Nothing is black and white. Verhoeven told Sight & Sound magazine that "the whole story is revisionism," so he had to "revise the revisionism to tell the reality." The triumph of the Dutch resistance turns the victors into brutes as vile as the Nazis that they depose. Rachel’s quest for revenge turns back on itself after she’s branded a traitor by the guerrilla movement, and she realizes that the people she trusted most were also guilty of insidious atrocities. The film explodes the reality of war profiteers that lurk in the blind spots of both sides of the conflict. The immense amount of cunning that Rachel exhibits to undo her oppressors is nothing compared to the maze of artifice put in her way by the people to whom she remained loyal. The film is far more judgmental than it seems. When a resistance leader rescues Rachel after having 40 gallons of feces dumped on her by a gaggle of fellow prisoners, it’s only so he can get her alone to inflict a worse punishment. Only her lightness of spirit keeps Rachel alive, but when she finally exacts her long-delayed retribution, she no hero, no martyr, merely a lonely Jewish woman who will never be free.

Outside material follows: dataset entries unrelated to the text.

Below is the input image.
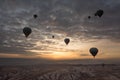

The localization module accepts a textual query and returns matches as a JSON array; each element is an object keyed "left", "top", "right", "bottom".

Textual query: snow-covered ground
[{"left": 0, "top": 64, "right": 120, "bottom": 80}]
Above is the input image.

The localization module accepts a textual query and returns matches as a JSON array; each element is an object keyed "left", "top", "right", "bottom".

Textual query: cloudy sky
[{"left": 0, "top": 0, "right": 120, "bottom": 63}]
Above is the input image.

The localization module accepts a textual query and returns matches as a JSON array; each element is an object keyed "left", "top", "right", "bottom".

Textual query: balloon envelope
[
  {"left": 89, "top": 47, "right": 98, "bottom": 57},
  {"left": 95, "top": 9, "right": 104, "bottom": 17},
  {"left": 33, "top": 14, "right": 38, "bottom": 19},
  {"left": 64, "top": 38, "right": 70, "bottom": 45},
  {"left": 52, "top": 35, "right": 55, "bottom": 38},
  {"left": 23, "top": 27, "right": 32, "bottom": 37},
  {"left": 88, "top": 16, "right": 91, "bottom": 19}
]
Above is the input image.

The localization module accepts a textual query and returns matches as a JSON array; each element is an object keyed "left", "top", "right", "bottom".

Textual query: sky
[{"left": 0, "top": 0, "right": 120, "bottom": 62}]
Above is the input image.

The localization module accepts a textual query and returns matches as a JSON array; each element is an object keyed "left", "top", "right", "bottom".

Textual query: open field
[{"left": 0, "top": 64, "right": 120, "bottom": 80}]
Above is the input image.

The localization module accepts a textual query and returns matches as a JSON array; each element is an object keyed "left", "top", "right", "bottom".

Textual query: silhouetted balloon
[
  {"left": 33, "top": 14, "right": 38, "bottom": 19},
  {"left": 88, "top": 16, "right": 91, "bottom": 19},
  {"left": 94, "top": 9, "right": 104, "bottom": 17},
  {"left": 23, "top": 27, "right": 32, "bottom": 38},
  {"left": 52, "top": 35, "right": 55, "bottom": 38},
  {"left": 89, "top": 47, "right": 98, "bottom": 58},
  {"left": 64, "top": 38, "right": 70, "bottom": 45}
]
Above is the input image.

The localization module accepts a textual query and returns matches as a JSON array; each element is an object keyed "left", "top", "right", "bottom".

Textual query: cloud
[{"left": 0, "top": 0, "right": 120, "bottom": 54}]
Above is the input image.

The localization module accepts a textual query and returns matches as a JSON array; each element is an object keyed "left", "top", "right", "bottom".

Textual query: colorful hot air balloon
[
  {"left": 52, "top": 35, "right": 55, "bottom": 38},
  {"left": 94, "top": 9, "right": 104, "bottom": 17},
  {"left": 33, "top": 14, "right": 38, "bottom": 19},
  {"left": 89, "top": 47, "right": 98, "bottom": 58},
  {"left": 23, "top": 27, "right": 32, "bottom": 38},
  {"left": 64, "top": 38, "right": 70, "bottom": 45}
]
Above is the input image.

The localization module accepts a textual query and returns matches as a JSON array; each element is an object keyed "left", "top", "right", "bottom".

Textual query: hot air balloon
[
  {"left": 94, "top": 9, "right": 104, "bottom": 17},
  {"left": 52, "top": 35, "right": 55, "bottom": 38},
  {"left": 33, "top": 14, "right": 38, "bottom": 19},
  {"left": 88, "top": 16, "right": 91, "bottom": 19},
  {"left": 23, "top": 27, "right": 32, "bottom": 38},
  {"left": 64, "top": 38, "right": 70, "bottom": 45},
  {"left": 89, "top": 47, "right": 98, "bottom": 58}
]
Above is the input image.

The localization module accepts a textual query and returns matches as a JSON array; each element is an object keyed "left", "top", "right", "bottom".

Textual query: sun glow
[{"left": 41, "top": 52, "right": 79, "bottom": 60}]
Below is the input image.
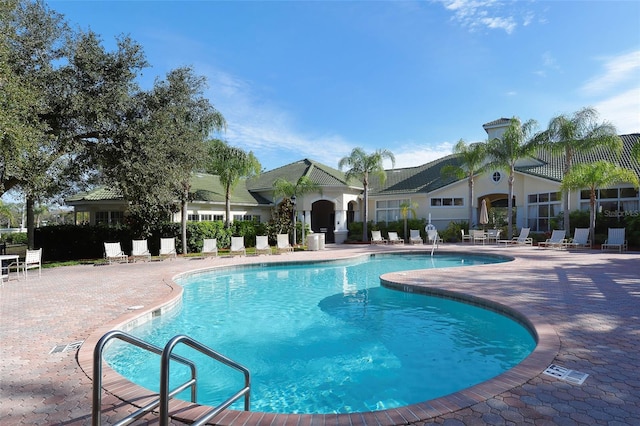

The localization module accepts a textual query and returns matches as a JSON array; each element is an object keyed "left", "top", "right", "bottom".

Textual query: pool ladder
[{"left": 91, "top": 330, "right": 251, "bottom": 426}]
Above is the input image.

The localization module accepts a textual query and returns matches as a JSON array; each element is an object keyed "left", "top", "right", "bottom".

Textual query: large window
[
  {"left": 376, "top": 199, "right": 411, "bottom": 222},
  {"left": 527, "top": 192, "right": 562, "bottom": 232},
  {"left": 580, "top": 188, "right": 640, "bottom": 218},
  {"left": 96, "top": 212, "right": 124, "bottom": 225},
  {"left": 431, "top": 197, "right": 464, "bottom": 207}
]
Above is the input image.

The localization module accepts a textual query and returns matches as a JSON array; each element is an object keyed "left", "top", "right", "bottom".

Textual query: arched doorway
[{"left": 311, "top": 200, "right": 336, "bottom": 243}]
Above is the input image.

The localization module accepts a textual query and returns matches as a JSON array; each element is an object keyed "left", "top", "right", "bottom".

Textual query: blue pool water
[{"left": 106, "top": 254, "right": 535, "bottom": 413}]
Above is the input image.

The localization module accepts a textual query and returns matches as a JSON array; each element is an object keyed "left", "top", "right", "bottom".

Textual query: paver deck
[{"left": 0, "top": 244, "right": 640, "bottom": 425}]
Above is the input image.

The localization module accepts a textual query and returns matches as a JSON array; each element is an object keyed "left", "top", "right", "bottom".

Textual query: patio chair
[
  {"left": 104, "top": 243, "right": 129, "bottom": 264},
  {"left": 565, "top": 228, "right": 591, "bottom": 249},
  {"left": 487, "top": 229, "right": 501, "bottom": 244},
  {"left": 538, "top": 229, "right": 567, "bottom": 249},
  {"left": 159, "top": 238, "right": 178, "bottom": 260},
  {"left": 409, "top": 229, "right": 424, "bottom": 244},
  {"left": 256, "top": 235, "right": 271, "bottom": 255},
  {"left": 20, "top": 248, "right": 42, "bottom": 278},
  {"left": 371, "top": 231, "right": 387, "bottom": 244},
  {"left": 600, "top": 228, "right": 627, "bottom": 253},
  {"left": 469, "top": 229, "right": 487, "bottom": 245},
  {"left": 131, "top": 240, "right": 151, "bottom": 262},
  {"left": 229, "top": 237, "right": 247, "bottom": 256},
  {"left": 202, "top": 238, "right": 218, "bottom": 257},
  {"left": 498, "top": 228, "right": 533, "bottom": 246},
  {"left": 276, "top": 234, "right": 293, "bottom": 254},
  {"left": 387, "top": 232, "right": 404, "bottom": 244}
]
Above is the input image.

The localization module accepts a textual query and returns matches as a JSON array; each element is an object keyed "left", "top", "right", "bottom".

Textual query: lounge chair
[
  {"left": 409, "top": 229, "right": 424, "bottom": 244},
  {"left": 104, "top": 243, "right": 129, "bottom": 264},
  {"left": 387, "top": 232, "right": 404, "bottom": 244},
  {"left": 498, "top": 228, "right": 533, "bottom": 246},
  {"left": 202, "top": 238, "right": 218, "bottom": 257},
  {"left": 256, "top": 235, "right": 271, "bottom": 255},
  {"left": 564, "top": 228, "right": 591, "bottom": 249},
  {"left": 20, "top": 248, "right": 42, "bottom": 278},
  {"left": 159, "top": 238, "right": 178, "bottom": 260},
  {"left": 601, "top": 228, "right": 627, "bottom": 253},
  {"left": 469, "top": 229, "right": 487, "bottom": 245},
  {"left": 460, "top": 229, "right": 471, "bottom": 243},
  {"left": 131, "top": 240, "right": 151, "bottom": 262},
  {"left": 371, "top": 231, "right": 387, "bottom": 244},
  {"left": 276, "top": 234, "right": 293, "bottom": 254},
  {"left": 487, "top": 229, "right": 501, "bottom": 244},
  {"left": 229, "top": 237, "right": 247, "bottom": 256},
  {"left": 538, "top": 229, "right": 567, "bottom": 249}
]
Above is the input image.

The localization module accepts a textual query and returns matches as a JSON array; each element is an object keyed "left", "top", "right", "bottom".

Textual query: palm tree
[
  {"left": 487, "top": 117, "right": 538, "bottom": 240},
  {"left": 538, "top": 107, "right": 622, "bottom": 230},
  {"left": 442, "top": 139, "right": 487, "bottom": 227},
  {"left": 400, "top": 201, "right": 418, "bottom": 242},
  {"left": 560, "top": 160, "right": 640, "bottom": 246},
  {"left": 273, "top": 176, "right": 322, "bottom": 244},
  {"left": 338, "top": 148, "right": 396, "bottom": 242},
  {"left": 206, "top": 139, "right": 262, "bottom": 228}
]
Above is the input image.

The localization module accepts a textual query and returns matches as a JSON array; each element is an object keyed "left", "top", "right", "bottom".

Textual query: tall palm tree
[
  {"left": 538, "top": 107, "right": 622, "bottom": 230},
  {"left": 442, "top": 139, "right": 487, "bottom": 227},
  {"left": 487, "top": 117, "right": 538, "bottom": 240},
  {"left": 338, "top": 148, "right": 396, "bottom": 242},
  {"left": 273, "top": 176, "right": 322, "bottom": 244},
  {"left": 206, "top": 139, "right": 262, "bottom": 228},
  {"left": 560, "top": 160, "right": 640, "bottom": 246}
]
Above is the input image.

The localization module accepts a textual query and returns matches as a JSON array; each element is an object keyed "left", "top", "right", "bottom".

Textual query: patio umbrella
[{"left": 478, "top": 199, "right": 489, "bottom": 225}]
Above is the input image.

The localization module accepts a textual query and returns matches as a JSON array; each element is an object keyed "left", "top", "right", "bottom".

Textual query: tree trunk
[{"left": 26, "top": 195, "right": 36, "bottom": 250}]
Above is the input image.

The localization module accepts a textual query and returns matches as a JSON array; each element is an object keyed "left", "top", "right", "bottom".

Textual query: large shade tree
[
  {"left": 487, "top": 117, "right": 538, "bottom": 239},
  {"left": 205, "top": 139, "right": 262, "bottom": 228},
  {"left": 273, "top": 176, "right": 322, "bottom": 244},
  {"left": 338, "top": 148, "right": 396, "bottom": 242},
  {"left": 560, "top": 160, "right": 640, "bottom": 245},
  {"left": 442, "top": 139, "right": 487, "bottom": 227},
  {"left": 538, "top": 108, "right": 622, "bottom": 230}
]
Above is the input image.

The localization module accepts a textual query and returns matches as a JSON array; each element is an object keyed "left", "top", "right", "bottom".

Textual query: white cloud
[{"left": 582, "top": 50, "right": 640, "bottom": 95}]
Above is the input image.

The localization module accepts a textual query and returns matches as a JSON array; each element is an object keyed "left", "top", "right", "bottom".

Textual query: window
[
  {"left": 527, "top": 192, "right": 562, "bottom": 232},
  {"left": 376, "top": 199, "right": 411, "bottom": 222},
  {"left": 580, "top": 188, "right": 640, "bottom": 218},
  {"left": 431, "top": 198, "right": 464, "bottom": 207}
]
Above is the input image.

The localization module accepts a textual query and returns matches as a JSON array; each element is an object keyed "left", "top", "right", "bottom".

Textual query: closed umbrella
[{"left": 478, "top": 199, "right": 489, "bottom": 225}]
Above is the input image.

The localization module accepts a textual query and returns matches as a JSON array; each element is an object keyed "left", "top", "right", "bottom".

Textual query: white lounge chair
[
  {"left": 498, "top": 228, "right": 533, "bottom": 246},
  {"left": 371, "top": 231, "right": 387, "bottom": 244},
  {"left": 469, "top": 229, "right": 487, "bottom": 245},
  {"left": 387, "top": 231, "right": 404, "bottom": 244},
  {"left": 256, "top": 235, "right": 271, "bottom": 254},
  {"left": 565, "top": 228, "right": 591, "bottom": 249},
  {"left": 202, "top": 238, "right": 218, "bottom": 257},
  {"left": 538, "top": 229, "right": 567, "bottom": 249},
  {"left": 20, "top": 248, "right": 42, "bottom": 278},
  {"left": 409, "top": 229, "right": 424, "bottom": 244},
  {"left": 276, "top": 234, "right": 293, "bottom": 254},
  {"left": 159, "top": 238, "right": 178, "bottom": 260},
  {"left": 131, "top": 240, "right": 151, "bottom": 262},
  {"left": 104, "top": 243, "right": 129, "bottom": 264},
  {"left": 601, "top": 228, "right": 627, "bottom": 253},
  {"left": 487, "top": 229, "right": 501, "bottom": 244},
  {"left": 229, "top": 237, "right": 247, "bottom": 256},
  {"left": 460, "top": 229, "right": 471, "bottom": 243}
]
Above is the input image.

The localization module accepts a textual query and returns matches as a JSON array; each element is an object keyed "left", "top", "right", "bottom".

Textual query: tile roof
[{"left": 247, "top": 158, "right": 362, "bottom": 191}]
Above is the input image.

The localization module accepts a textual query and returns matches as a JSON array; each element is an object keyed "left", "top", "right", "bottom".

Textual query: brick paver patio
[{"left": 0, "top": 244, "right": 640, "bottom": 425}]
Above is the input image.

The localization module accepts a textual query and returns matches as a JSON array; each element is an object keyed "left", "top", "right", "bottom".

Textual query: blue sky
[{"left": 48, "top": 0, "right": 640, "bottom": 170}]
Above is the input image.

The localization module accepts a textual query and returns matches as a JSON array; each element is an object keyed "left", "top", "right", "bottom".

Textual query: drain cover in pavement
[{"left": 544, "top": 364, "right": 589, "bottom": 385}]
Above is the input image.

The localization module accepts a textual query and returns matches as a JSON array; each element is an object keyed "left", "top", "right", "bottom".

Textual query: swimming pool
[{"left": 107, "top": 254, "right": 535, "bottom": 413}]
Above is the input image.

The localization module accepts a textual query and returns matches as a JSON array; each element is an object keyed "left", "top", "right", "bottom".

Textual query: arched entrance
[{"left": 311, "top": 200, "right": 335, "bottom": 243}]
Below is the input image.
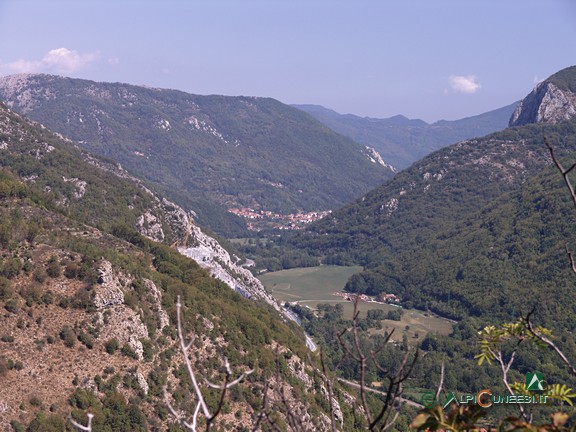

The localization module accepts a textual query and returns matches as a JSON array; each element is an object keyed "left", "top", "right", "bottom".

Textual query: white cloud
[
  {"left": 448, "top": 75, "right": 482, "bottom": 94},
  {"left": 0, "top": 48, "right": 100, "bottom": 73}
]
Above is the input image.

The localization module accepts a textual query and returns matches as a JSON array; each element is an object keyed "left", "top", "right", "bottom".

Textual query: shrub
[
  {"left": 0, "top": 276, "right": 14, "bottom": 300},
  {"left": 1, "top": 258, "right": 22, "bottom": 279},
  {"left": 78, "top": 332, "right": 94, "bottom": 349},
  {"left": 60, "top": 326, "right": 76, "bottom": 348},
  {"left": 122, "top": 344, "right": 138, "bottom": 360},
  {"left": 33, "top": 268, "right": 48, "bottom": 283},
  {"left": 4, "top": 299, "right": 19, "bottom": 313},
  {"left": 104, "top": 338, "right": 120, "bottom": 355},
  {"left": 46, "top": 255, "right": 60, "bottom": 278}
]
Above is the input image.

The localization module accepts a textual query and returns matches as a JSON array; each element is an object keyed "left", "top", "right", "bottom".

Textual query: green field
[
  {"left": 259, "top": 266, "right": 362, "bottom": 303},
  {"left": 259, "top": 266, "right": 454, "bottom": 340}
]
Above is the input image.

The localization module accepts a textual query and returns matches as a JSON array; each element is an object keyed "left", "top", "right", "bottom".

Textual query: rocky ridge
[{"left": 510, "top": 81, "right": 576, "bottom": 126}]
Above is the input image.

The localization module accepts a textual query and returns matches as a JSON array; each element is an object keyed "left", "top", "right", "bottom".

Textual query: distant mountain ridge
[
  {"left": 510, "top": 66, "right": 576, "bottom": 126},
  {"left": 293, "top": 103, "right": 516, "bottom": 170},
  {"left": 0, "top": 103, "right": 326, "bottom": 431},
  {"left": 291, "top": 68, "right": 576, "bottom": 329},
  {"left": 0, "top": 74, "right": 392, "bottom": 235}
]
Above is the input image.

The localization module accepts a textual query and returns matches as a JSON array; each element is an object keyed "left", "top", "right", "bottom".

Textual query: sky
[{"left": 0, "top": 0, "right": 576, "bottom": 122}]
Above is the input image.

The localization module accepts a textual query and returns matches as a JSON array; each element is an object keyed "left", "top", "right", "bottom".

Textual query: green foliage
[
  {"left": 104, "top": 338, "right": 120, "bottom": 355},
  {"left": 59, "top": 326, "right": 76, "bottom": 348},
  {"left": 26, "top": 412, "right": 66, "bottom": 432},
  {"left": 474, "top": 320, "right": 552, "bottom": 366},
  {"left": 46, "top": 255, "right": 61, "bottom": 278}
]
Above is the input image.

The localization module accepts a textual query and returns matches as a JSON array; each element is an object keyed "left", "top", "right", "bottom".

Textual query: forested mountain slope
[
  {"left": 294, "top": 103, "right": 517, "bottom": 170},
  {"left": 0, "top": 105, "right": 332, "bottom": 431},
  {"left": 0, "top": 75, "right": 392, "bottom": 235},
  {"left": 292, "top": 68, "right": 576, "bottom": 327}
]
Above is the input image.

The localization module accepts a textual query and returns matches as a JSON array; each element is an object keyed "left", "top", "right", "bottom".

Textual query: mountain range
[
  {"left": 0, "top": 74, "right": 393, "bottom": 236},
  {"left": 290, "top": 67, "right": 576, "bottom": 330},
  {"left": 293, "top": 103, "right": 517, "bottom": 171},
  {"left": 0, "top": 104, "right": 338, "bottom": 432}
]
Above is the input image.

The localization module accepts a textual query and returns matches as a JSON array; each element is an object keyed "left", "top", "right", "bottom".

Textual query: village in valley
[
  {"left": 333, "top": 292, "right": 400, "bottom": 304},
  {"left": 228, "top": 207, "right": 332, "bottom": 231}
]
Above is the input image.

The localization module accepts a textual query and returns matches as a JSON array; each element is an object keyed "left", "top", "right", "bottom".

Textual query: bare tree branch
[
  {"left": 68, "top": 413, "right": 94, "bottom": 432},
  {"left": 164, "top": 296, "right": 253, "bottom": 431}
]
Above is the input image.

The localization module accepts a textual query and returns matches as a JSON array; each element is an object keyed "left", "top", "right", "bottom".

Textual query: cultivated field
[{"left": 259, "top": 266, "right": 454, "bottom": 340}]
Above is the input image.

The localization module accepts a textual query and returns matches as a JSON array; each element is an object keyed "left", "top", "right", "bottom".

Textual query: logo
[
  {"left": 526, "top": 372, "right": 546, "bottom": 391},
  {"left": 420, "top": 372, "right": 548, "bottom": 409}
]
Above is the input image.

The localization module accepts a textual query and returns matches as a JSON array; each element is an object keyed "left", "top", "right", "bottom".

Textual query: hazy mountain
[
  {"left": 293, "top": 103, "right": 516, "bottom": 170},
  {"left": 0, "top": 75, "right": 392, "bottom": 233},
  {"left": 0, "top": 104, "right": 332, "bottom": 431},
  {"left": 293, "top": 68, "right": 576, "bottom": 328},
  {"left": 510, "top": 66, "right": 576, "bottom": 126}
]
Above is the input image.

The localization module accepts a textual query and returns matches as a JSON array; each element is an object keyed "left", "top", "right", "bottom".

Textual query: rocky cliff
[{"left": 510, "top": 66, "right": 576, "bottom": 126}]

At 68, Paul Verhoeven is an artistic and intelligent director on a scale with Bernardo Bertolucci ("1900"). “Black Book” is the most dynamic achievement of the 25 films he’s made. For detractors unable to see beyond Verhoeven’s grand-scale failure "Showgirls," or acknowledge the brilliant satire of "Starship Troopers," "Black Book" might seem a bombastic flexing of narrative muscle. From composer Anne Dudley’s thundering musical score to cinematographer Karl Walter Lindenlaub’s sensational camerawork,"Black Book" is a wartime movie that embraces irony, action, sex and tragedy as equal parts of a significant human struggle. Verhoeven uses theatricality to simultaneously balance the suffering without giving into sentimentality or preachy posturing. The Dutch director has learned from Hollywood how to better shape and pace a film, while still giving his characters room to breathe. The question is; what will Hollywood learn from Verhoeven.